Der deutsche Leitindex setzt am Mittwoch seine Erholung in Richtung der 11 000-Punkte-Marke weiter fort. Die um einen Tag verlängerten Handelsgespräche zwischen den USA und China hätten mit einem positiven Unterton geendet, was für Erleichterung und frisches Anlegervertrauen sorge, sagte Analyst David Madden von CMC Markets UK. „Nun wird auf weitere Details von beiden Seiten gewartet. Aber es hat den Anschein, dass das Treffen gut gelaufen ist.“ Gegen Nachmittag soll es Neuigkeiten über die Verhandlung der beiden Handelsmächte geben.

Dax-Familie bester Laune

Gegen Mittag legte der deutsche Leitindex um 0,94 Prozent auf 10 905,11 Punkte zu. Der MDax, der Index der mittelgroßen Unternehmen, stieg um 1,40 Prozent auf 22 802,60 Punkte. Noch besser präsentiert sich der SDax, der um 1,76 Prozent auf 10.109,59 Punkte vorrückt. Der TechDax verbessert sich um 1,16 Prozent auf 2.548,39 Punkte.

EU und USA ebenfalls vor Zolleinigung?

Nicht nur in die Verhandlungen zwischen den Vereinigten Staaten und China schreiten voran, es ist auch Bewegung in den Handelsstreit der USA mit der Europäischen Union gekommen. In Washington haben sich die EU-Handelskommissarin Cecilia Malmström und der US-Handelsbeauftragten Robert Lighthizer getroffen. Ziel ist es, den Zollkonflikt mit einem Abkommen beizulegen. Trump hatte die EU-Staaten und viele weitere Länder weltweit im vergangenen Jahr mit Einfuhrzöllen auf Stahl- und Aluminiumprodukte überzogen. Zudem drohen Zölle auf Autoimporte in die USA in Höhe von 25 Prozent.
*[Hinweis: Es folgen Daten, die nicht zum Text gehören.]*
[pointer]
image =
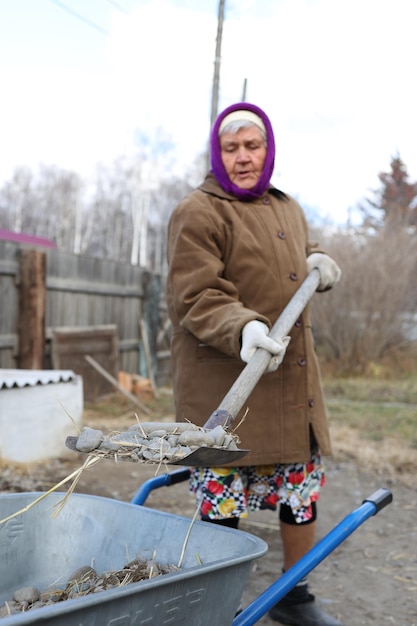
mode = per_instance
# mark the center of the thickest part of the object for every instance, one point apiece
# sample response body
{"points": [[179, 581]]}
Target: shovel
{"points": [[240, 391]]}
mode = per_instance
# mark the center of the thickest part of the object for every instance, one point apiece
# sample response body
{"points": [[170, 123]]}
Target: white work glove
{"points": [[330, 272], [255, 335]]}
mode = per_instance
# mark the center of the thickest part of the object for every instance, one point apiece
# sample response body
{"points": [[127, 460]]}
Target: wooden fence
{"points": [[46, 295]]}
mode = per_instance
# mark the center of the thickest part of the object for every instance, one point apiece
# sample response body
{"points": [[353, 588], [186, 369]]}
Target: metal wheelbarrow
{"points": [[277, 590]]}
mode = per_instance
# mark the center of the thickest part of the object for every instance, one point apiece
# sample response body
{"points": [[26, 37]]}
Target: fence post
{"points": [[32, 305]]}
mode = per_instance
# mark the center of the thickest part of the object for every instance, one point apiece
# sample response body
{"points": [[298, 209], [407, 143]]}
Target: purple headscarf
{"points": [[218, 168]]}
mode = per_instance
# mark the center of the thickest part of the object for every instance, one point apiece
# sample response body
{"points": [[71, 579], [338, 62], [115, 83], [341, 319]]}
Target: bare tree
{"points": [[364, 317]]}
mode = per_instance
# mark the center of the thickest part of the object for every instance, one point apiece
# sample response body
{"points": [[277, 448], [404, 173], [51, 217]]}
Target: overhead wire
{"points": [[118, 6], [80, 17]]}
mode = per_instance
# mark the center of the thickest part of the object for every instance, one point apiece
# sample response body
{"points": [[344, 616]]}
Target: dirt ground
{"points": [[370, 578]]}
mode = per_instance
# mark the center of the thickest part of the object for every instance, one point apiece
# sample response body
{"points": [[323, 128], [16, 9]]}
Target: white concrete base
{"points": [[34, 420]]}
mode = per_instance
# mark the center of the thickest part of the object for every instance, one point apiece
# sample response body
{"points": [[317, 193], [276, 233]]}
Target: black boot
{"points": [[298, 608]]}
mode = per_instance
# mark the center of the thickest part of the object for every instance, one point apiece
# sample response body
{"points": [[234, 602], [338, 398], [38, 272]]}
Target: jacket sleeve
{"points": [[200, 298]]}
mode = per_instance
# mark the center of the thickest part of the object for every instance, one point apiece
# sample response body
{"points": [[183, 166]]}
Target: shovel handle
{"points": [[252, 372]]}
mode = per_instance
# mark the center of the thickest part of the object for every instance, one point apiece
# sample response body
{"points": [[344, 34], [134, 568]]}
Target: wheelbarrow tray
{"points": [[37, 549]]}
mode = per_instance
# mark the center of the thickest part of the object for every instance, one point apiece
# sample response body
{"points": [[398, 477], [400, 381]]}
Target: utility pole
{"points": [[245, 83], [217, 60], [216, 77]]}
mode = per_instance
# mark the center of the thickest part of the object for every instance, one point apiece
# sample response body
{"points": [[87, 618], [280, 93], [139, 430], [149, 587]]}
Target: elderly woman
{"points": [[238, 250]]}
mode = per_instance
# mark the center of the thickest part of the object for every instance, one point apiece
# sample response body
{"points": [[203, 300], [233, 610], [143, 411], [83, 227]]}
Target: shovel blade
{"points": [[210, 457], [202, 457]]}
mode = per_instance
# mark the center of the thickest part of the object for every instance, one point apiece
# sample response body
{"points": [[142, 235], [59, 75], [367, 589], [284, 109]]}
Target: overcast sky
{"points": [[83, 79]]}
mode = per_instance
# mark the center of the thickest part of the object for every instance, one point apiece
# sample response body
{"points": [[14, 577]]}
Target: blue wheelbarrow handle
{"points": [[163, 480], [261, 605]]}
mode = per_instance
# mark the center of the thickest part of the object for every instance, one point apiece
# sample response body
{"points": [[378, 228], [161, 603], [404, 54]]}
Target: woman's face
{"points": [[243, 155]]}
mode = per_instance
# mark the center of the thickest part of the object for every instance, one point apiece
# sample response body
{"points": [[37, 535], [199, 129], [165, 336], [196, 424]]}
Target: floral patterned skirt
{"points": [[232, 491]]}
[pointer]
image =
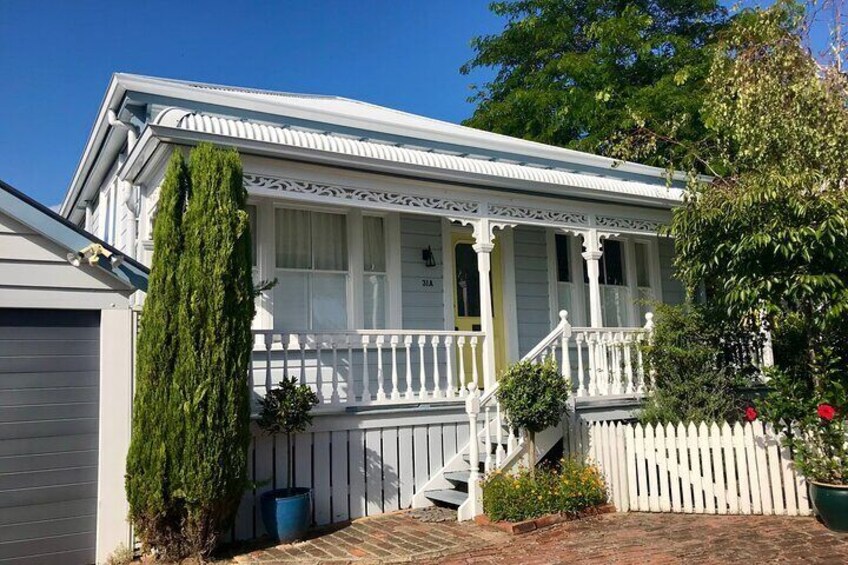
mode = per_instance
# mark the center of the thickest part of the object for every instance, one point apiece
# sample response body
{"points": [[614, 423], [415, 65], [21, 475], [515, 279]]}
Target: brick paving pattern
{"points": [[392, 538], [614, 538], [643, 539]]}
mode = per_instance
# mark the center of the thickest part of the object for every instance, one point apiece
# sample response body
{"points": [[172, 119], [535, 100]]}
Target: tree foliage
{"points": [[149, 482], [286, 410], [700, 367], [534, 397], [584, 74], [769, 236], [202, 399]]}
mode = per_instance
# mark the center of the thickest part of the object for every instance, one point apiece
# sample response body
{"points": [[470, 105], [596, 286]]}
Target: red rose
{"points": [[826, 412]]}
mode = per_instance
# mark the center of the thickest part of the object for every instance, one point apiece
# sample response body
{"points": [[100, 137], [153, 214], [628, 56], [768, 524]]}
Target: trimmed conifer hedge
{"points": [[187, 463]]}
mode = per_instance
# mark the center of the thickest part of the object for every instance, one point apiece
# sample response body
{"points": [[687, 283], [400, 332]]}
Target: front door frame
{"points": [[460, 234]]}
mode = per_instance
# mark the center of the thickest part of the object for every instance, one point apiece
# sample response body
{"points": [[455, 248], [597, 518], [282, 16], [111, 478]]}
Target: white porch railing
{"points": [[597, 362], [370, 367]]}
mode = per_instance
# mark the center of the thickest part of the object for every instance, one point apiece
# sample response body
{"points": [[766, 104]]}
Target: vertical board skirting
{"points": [[715, 469], [353, 472]]}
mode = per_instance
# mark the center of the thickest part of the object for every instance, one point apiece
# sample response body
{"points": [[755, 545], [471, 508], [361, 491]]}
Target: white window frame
{"points": [[579, 317], [654, 275], [266, 260]]}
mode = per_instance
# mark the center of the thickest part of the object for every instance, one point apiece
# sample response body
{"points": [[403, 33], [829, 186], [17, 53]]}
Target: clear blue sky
{"points": [[56, 59]]}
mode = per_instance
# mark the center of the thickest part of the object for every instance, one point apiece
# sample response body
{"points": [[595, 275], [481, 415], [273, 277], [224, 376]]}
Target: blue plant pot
{"points": [[286, 513]]}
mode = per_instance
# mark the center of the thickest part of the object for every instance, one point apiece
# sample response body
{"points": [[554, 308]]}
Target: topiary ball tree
{"points": [[533, 397], [286, 410]]}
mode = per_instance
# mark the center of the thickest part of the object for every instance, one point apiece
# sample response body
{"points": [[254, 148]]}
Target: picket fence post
{"points": [[715, 469]]}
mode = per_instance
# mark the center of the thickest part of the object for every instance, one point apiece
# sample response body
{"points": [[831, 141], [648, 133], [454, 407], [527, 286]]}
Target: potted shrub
{"points": [[286, 410], [534, 398], [821, 455]]}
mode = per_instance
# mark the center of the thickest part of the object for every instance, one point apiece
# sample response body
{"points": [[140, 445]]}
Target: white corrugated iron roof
{"points": [[372, 149]]}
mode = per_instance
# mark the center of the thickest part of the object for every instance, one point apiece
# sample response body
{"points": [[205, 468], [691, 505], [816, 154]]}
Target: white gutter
{"points": [[132, 135]]}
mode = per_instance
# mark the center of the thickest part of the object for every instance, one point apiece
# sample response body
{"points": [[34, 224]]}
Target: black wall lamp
{"points": [[428, 257]]}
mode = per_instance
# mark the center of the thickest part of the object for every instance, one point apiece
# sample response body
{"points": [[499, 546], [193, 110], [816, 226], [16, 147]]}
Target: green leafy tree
{"points": [[584, 74], [187, 468], [767, 236], [149, 461], [286, 410], [700, 366], [534, 397], [209, 389]]}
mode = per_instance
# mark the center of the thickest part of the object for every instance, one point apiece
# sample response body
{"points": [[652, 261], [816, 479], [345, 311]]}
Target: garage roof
{"points": [[54, 227]]}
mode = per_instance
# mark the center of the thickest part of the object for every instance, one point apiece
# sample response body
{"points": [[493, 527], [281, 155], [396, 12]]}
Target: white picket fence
{"points": [[739, 469]]}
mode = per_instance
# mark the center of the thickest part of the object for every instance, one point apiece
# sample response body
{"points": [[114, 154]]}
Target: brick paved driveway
{"points": [[640, 538], [614, 538]]}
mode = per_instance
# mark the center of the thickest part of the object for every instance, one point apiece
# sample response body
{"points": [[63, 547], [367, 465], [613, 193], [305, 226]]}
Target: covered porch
{"points": [[397, 298]]}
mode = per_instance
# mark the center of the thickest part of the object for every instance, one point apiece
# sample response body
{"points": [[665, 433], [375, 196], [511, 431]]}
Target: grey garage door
{"points": [[49, 376]]}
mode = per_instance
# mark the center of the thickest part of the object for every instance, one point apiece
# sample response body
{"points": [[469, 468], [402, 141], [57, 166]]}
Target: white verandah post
{"points": [[592, 253], [484, 244], [484, 267]]}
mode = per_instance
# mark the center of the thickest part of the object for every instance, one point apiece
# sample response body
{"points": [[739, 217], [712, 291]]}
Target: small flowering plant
{"points": [[571, 488], [820, 444]]}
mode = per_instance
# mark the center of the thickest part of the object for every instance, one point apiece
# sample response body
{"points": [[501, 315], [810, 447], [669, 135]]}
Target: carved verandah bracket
{"points": [[592, 241], [483, 231]]}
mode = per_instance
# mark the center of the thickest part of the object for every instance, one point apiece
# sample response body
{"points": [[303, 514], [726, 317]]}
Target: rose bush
{"points": [[820, 443]]}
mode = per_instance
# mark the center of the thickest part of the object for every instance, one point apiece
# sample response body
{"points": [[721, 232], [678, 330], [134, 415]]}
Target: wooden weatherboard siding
{"points": [[422, 287], [531, 287], [357, 464]]}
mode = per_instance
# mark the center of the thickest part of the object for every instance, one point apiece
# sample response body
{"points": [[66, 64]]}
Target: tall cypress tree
{"points": [[210, 392], [149, 489], [187, 466]]}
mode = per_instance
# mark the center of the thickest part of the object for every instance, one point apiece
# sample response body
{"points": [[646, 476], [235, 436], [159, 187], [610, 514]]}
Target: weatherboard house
{"points": [[415, 259]]}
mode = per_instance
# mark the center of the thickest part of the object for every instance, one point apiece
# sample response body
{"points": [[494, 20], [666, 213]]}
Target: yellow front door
{"points": [[467, 296]]}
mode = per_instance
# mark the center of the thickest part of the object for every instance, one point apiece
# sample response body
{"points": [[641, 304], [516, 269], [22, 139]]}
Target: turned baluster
{"points": [[381, 391], [407, 344], [395, 392], [366, 377]]}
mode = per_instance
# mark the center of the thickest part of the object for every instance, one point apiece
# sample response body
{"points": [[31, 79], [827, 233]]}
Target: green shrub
{"points": [[286, 410], [187, 466], [533, 397], [574, 487], [701, 369]]}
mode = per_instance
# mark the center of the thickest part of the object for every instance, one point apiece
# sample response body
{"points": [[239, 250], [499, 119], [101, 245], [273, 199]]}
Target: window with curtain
{"points": [[615, 297], [375, 279], [564, 282], [311, 269], [643, 280]]}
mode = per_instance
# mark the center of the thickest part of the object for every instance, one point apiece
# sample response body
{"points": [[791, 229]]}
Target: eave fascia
{"points": [[91, 154], [166, 134], [130, 274], [506, 144]]}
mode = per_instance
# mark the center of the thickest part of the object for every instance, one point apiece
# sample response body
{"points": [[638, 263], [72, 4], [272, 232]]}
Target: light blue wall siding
{"points": [[531, 287], [423, 307], [673, 292]]}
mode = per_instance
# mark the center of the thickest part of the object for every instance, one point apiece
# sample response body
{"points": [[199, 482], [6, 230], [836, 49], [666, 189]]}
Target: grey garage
{"points": [[66, 338]]}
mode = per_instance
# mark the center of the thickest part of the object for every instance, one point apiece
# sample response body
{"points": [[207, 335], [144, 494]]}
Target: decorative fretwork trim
{"points": [[539, 214], [362, 195], [633, 224]]}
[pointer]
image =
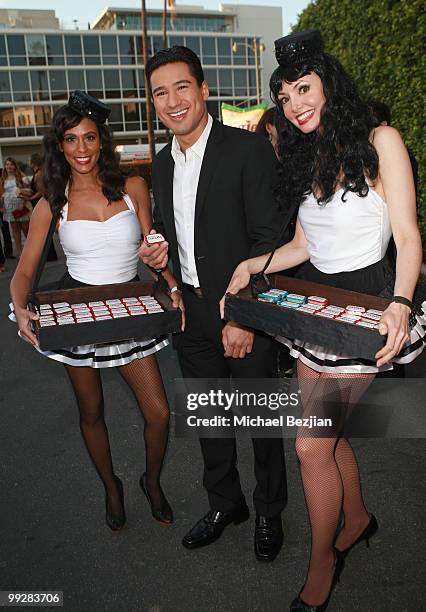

Autobranche auf der Einkaufsliste der Anleger

Unternehmensseitig reagierten im Dax die Aktien der Autobauer BMW, Daimler und VW erneut besonders positiv auf die Neuigkeiten und legten zwischen 1,5 und 3,1 Prozent zu. Das Papier des Autozulieferers Continental setzte sich mit plus 3,8 Prozent an die Index-Spitze.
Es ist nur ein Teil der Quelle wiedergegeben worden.